日本の企業における生成AI導入の現状とセキュリティ課題を探る
最近、一般財団法人日本情報経済社会推進協会(JIPDEC)と株式会社アイ・ティ・アール(ITR)が発表した『企業IT利活用動向調査2025』の結果が注目を集めています。この調査は国内1100社を対象に行われ、生成AIや情報セキュリティに関する現状と課題が鮮明に浮かび上がりました。
生成AIの利用状況
調査の結果、答えた企業の約45%が生成AIを導入していることがわかりました。特に、日常業務における活用が顕著で、 Emailや資料作成などの基本業務において80%以上がその効果を実感しています。この数字は、生成AIが確実に企業の業務フローの中で役立っていることを示しています。
全社的に利用が推奨されている企業が15.9%、特定部門での限定的な利用が29.1%です。また、一部のプロジェクトやチームで試験的に利用している企業も26.3%を占めており、今後の普及が見込まれています。
懸念されるリスク
とはいえ、生成AIの導入にはリスクも伴います。特に、社内の機密情報が漏洩する恐れや、AIが出力する情報の精度に対する懸念が高まっています。調査では、全体の59.9%が機密情報漏洩のリスクを危惧していると回答しました。
加えて、生成AIによって出力された誤情報を業務に使用する「ハルシネーション」に対する懸念も大きく、特定部門利用者からは59.1%がこのリスクに注意を払うべきだと述べています。これにより、企業は生成AIを利用する際に運用ルールの策定やエンドユーザー教育が必要不可欠です。
デジタルトランスフォーメーションの進行状況
調査結果の中で、企業のデジタルトランスフォーメーション進度に関するデータも興味深いものとなっています。
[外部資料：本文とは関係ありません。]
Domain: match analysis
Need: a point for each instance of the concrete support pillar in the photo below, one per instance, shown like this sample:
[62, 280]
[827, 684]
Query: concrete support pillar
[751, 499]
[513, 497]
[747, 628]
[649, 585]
いわゆる「内向きのDX」と「外向きのDX」に分けて分析され、業務のデジタル化は52.1%で成果を出しているものの、顧客に向けた新たなビジネス創出には遅れが見られます。特に、顧客体験のデジタル化が進んでいるものの、新たな製品やビジネスモデルの開発は遅れをとる傾向にあります。
テレワークの現状
最近の調査では、テレワークの活用状況についても触れられています。 hybrids勤務が主流となっているも、実際にはテレワーク制度が活用されていない企業も少なくありません。調査結果によると、全社で全面的にテレワークが行われている企業はわずか7.2%で、ほとんどの企業がオフィス勤務も並行しています。
ランサムウェアの脅威
さらに、国内企業の48%がランサムウェア感染の経験があることが明らかとなり、メールやネットワーク機器の脆弱性が主な侵入経路として挙げられています。企業の情報システムにさまざまな脅威が迫る中、正確なセキュリティ対策の強化が求められています。
プライバシーガバナンスの重要性
プライバシーガバナンスについても重要性が高まっており、37.9%の企業が責任者を任命していると回答しました。従業員と顧客のエンゲージメントを向上させるためには、組織全体でプライバシー問題に対する適切なリスク管理と取り組みが重要です。
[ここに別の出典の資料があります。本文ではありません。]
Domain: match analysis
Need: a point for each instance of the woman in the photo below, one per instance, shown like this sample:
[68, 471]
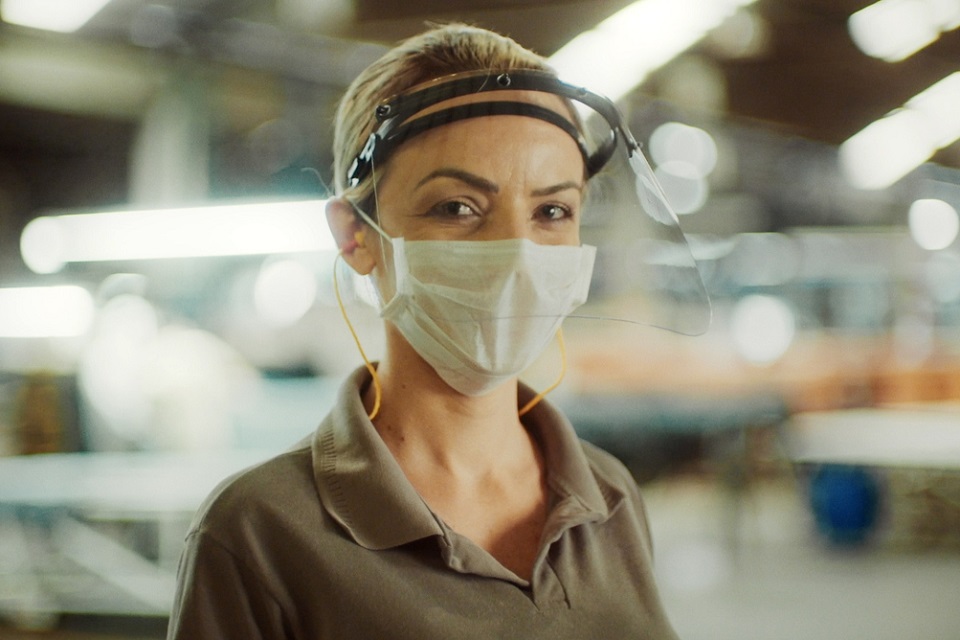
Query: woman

これらの調査結果を踏まえ、ITRのシニア・アナリストである入谷光浩氏は、企業は生成AIを単なる導入から効果的に活用する段階に移行していることを指摘しています。今後、業務の効率化を実現するための活用方法とともに、セキュリティ対策への取り組みがますます重要視されるでしょう。特に、生成AIの利用が進む中で情報漏洩やハルシネーションなどのリスク管理は、企業の競争力に大きく影響を及ぼす要因となることが考えられます。今後の動向に引き続き注目していきたいところです。